CSI’s Name Could Be Changed to “Richmond College”

CSI Drafts New Strategic Priorities & Goals for the Next 5 Years

By: Steven Aiello

Following a complex two year long process, and with input from students and faculty, CSI was able to construct a plan for its strategic priorities and goals for the future.

According to President Fritz, the proposed ideas for strategic planning reflect “how we want to frame our institution and frame the next five years.”

The process for drafting strategic priorities began in Fall 2015, when a new strategic plan was proposed at the Institutional Planning Committee.

Due to difficulties and budget conflicts, the planning process was delayed until Spring 2017, during which time, the existing strategic plan expired.

In February 2017, the IPC created six possible strategic priorities, and teams were formed to discuss potential goals for the campus. Discussions proceeded at the IPC for the following months with input from deans and College Council, culminating in a meeting to discuss the draft of the strategic priorities.

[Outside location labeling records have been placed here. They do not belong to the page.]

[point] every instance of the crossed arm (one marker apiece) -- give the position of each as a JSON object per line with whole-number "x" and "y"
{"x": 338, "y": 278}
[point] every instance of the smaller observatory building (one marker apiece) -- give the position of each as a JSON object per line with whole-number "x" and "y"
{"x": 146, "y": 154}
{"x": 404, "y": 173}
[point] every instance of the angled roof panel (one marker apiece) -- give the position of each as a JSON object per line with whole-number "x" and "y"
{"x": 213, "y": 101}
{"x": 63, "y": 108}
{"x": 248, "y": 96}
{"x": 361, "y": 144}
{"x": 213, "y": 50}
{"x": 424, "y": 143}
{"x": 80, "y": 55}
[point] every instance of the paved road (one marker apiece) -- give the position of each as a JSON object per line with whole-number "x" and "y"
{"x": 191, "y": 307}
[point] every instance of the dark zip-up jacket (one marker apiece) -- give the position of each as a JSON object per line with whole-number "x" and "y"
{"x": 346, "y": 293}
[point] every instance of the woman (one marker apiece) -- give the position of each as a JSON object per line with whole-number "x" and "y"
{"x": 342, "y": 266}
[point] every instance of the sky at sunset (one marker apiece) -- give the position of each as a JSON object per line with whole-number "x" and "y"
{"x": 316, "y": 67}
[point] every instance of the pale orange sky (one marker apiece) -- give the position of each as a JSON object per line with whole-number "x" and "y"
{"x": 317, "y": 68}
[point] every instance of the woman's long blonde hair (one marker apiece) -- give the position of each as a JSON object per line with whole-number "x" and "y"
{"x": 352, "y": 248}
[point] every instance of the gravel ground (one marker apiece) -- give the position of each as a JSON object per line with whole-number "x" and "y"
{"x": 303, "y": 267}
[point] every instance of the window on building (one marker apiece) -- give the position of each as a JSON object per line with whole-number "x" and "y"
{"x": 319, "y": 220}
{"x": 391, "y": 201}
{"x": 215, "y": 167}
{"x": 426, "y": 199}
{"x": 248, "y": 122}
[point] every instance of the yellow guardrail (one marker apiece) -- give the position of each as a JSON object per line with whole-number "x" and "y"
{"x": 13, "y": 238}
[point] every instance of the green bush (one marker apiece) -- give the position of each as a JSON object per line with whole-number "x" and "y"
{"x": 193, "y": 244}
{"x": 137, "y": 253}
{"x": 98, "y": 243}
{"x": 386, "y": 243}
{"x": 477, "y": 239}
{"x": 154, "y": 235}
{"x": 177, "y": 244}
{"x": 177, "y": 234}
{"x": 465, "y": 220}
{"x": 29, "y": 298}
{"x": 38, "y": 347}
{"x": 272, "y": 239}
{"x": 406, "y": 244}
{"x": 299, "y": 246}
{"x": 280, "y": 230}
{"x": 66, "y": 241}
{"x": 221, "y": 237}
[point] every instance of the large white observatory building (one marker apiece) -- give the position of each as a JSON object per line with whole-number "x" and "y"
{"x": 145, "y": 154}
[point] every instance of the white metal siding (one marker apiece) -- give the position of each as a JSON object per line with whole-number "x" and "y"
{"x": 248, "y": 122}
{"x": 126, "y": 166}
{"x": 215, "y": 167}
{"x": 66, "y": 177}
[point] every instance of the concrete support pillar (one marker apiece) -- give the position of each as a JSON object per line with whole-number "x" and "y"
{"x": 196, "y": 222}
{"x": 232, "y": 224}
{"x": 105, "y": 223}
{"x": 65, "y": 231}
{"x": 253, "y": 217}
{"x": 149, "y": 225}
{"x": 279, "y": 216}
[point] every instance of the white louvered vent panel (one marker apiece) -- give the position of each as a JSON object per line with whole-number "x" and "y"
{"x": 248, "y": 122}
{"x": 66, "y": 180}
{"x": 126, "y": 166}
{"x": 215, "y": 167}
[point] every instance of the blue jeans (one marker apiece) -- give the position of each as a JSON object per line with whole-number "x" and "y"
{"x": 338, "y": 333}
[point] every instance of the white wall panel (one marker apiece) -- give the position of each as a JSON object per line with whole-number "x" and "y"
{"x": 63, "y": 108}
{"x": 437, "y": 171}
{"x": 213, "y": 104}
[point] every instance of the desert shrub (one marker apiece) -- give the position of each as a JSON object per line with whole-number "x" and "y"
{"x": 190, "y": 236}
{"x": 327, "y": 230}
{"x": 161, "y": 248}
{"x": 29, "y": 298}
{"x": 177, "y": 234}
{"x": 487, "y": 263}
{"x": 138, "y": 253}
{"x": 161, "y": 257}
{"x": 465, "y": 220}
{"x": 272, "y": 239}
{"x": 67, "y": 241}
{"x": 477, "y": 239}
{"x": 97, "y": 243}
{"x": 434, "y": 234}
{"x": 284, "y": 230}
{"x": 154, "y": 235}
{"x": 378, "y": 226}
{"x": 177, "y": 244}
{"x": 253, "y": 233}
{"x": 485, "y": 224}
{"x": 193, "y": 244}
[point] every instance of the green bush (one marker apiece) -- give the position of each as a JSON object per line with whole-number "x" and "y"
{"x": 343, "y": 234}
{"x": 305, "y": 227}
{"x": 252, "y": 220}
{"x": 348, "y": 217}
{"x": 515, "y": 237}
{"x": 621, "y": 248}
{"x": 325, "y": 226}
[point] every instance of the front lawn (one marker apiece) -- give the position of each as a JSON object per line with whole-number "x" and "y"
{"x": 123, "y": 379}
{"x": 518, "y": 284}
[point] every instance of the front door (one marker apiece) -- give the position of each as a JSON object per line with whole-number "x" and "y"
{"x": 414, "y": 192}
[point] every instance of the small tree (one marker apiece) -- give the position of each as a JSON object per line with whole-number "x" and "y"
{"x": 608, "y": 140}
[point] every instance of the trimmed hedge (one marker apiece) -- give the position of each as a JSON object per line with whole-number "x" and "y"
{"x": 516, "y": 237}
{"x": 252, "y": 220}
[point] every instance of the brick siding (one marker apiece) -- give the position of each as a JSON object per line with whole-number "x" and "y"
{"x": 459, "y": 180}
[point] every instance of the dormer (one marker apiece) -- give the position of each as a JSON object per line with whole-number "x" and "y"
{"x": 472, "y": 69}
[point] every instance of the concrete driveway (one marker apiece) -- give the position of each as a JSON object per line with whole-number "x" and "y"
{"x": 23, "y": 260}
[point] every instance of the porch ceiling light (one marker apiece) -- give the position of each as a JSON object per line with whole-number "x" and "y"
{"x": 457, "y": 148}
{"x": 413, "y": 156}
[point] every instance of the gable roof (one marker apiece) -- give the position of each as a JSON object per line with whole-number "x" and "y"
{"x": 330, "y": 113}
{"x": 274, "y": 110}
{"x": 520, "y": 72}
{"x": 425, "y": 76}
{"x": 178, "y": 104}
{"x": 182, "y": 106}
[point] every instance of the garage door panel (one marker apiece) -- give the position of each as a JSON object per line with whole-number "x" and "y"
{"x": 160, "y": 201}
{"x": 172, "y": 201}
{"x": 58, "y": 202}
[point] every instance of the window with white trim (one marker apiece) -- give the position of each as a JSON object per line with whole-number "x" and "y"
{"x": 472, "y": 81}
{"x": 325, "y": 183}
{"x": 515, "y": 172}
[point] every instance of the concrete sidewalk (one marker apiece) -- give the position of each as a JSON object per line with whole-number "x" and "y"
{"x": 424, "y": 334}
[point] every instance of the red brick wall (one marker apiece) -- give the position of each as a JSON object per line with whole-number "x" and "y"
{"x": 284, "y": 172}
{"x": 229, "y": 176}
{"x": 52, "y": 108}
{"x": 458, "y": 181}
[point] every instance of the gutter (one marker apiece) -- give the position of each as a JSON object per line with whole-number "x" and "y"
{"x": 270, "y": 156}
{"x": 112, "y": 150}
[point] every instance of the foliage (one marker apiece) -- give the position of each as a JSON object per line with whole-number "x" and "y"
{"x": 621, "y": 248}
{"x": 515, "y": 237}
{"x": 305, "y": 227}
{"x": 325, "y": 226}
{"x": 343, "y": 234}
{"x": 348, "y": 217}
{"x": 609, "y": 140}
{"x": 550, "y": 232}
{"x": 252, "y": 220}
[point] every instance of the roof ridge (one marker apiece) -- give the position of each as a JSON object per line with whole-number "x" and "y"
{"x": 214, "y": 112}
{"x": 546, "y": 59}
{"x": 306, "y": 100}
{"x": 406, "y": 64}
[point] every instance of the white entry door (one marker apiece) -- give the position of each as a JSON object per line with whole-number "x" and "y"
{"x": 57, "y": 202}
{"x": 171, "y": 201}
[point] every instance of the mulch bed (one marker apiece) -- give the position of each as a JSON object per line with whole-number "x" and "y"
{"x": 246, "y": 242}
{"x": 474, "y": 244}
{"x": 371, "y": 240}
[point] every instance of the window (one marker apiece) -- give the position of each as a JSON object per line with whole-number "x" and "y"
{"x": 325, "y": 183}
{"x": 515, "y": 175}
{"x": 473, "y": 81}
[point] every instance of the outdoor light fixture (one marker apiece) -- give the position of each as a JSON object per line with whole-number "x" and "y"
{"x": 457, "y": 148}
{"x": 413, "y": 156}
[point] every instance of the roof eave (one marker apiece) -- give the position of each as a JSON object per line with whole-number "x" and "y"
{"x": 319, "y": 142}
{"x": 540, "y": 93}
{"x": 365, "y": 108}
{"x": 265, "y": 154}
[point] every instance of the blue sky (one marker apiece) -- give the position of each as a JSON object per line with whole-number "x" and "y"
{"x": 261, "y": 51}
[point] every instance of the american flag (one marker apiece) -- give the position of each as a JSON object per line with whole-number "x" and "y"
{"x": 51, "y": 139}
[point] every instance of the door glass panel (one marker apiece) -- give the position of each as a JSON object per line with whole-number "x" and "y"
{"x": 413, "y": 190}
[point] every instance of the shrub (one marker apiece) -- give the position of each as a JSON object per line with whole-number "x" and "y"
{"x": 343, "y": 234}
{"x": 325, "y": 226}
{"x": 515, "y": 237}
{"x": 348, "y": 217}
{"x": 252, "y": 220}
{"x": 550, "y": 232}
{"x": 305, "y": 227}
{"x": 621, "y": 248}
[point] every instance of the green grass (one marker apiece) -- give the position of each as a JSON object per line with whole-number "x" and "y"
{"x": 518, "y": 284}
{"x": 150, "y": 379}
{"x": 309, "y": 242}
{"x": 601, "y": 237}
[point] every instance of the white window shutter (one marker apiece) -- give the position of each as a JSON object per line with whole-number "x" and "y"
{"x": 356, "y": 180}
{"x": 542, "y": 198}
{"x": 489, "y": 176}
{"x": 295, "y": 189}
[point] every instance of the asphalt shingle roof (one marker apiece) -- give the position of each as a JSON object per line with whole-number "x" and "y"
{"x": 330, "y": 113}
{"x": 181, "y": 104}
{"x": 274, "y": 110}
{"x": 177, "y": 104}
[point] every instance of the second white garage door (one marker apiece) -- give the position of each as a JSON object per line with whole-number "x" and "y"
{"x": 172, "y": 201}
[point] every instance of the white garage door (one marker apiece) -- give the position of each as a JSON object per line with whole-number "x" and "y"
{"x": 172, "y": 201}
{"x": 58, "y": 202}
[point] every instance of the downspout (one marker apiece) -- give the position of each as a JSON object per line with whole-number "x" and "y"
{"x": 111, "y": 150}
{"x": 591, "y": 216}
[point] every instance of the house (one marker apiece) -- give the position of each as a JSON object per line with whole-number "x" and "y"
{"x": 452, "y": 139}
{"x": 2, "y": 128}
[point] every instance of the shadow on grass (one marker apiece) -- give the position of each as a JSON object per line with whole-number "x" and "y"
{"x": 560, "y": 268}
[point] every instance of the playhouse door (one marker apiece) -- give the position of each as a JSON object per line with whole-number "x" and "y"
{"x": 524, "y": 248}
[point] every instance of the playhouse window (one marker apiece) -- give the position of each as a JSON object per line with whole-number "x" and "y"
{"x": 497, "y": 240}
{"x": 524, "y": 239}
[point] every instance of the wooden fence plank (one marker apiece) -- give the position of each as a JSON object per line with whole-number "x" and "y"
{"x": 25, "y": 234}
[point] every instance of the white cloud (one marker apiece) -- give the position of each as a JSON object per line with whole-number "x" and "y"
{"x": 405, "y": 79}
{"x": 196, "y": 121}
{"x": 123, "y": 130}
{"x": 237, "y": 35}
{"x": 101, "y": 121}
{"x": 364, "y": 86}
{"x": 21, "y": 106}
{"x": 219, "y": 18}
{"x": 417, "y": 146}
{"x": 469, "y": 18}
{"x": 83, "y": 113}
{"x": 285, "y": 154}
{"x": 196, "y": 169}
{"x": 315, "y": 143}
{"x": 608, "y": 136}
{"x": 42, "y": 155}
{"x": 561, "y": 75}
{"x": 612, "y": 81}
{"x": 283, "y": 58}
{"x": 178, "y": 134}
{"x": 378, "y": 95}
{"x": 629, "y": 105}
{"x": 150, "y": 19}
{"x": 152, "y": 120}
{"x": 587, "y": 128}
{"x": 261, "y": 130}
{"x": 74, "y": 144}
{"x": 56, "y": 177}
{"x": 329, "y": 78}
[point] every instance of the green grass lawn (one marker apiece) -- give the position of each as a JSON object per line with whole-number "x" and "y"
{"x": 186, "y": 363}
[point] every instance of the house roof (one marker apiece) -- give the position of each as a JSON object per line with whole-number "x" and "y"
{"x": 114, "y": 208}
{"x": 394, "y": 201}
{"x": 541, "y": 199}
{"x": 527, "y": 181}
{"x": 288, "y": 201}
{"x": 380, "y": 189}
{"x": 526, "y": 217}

The meeting, held at the Green Dolphin Lounge at 1C on October 3, incorporated faculty members and students alike to discuss each strategic priority.

Ideas were deliberated at six individual tables, one for each respective priority.

The six priorities were student success, global engagement, borough stewardship, destination campus, scholarship-driven education and resource management, which are intended to ensure the best possible experience for students on campus and/or help make the most of students’ potential.

“When there’s that much opportunity, we need a plan to guide that [opportunity]”, remarked President Fritz.

  Student success, which focuses on providing students with a better educational experience, proposed that CSI provide more opportunities to communicate on campus, such as a blog for students to voice opinions on.

Additional forms of registration were also suggested by members.

Global engagement, focused on familiarizing students with global affairs and incorporating global elements in CSI, and proposed a greater focus on embedding global engagement into the curriculum of CSI, in addition to encouraging international affairs on campus.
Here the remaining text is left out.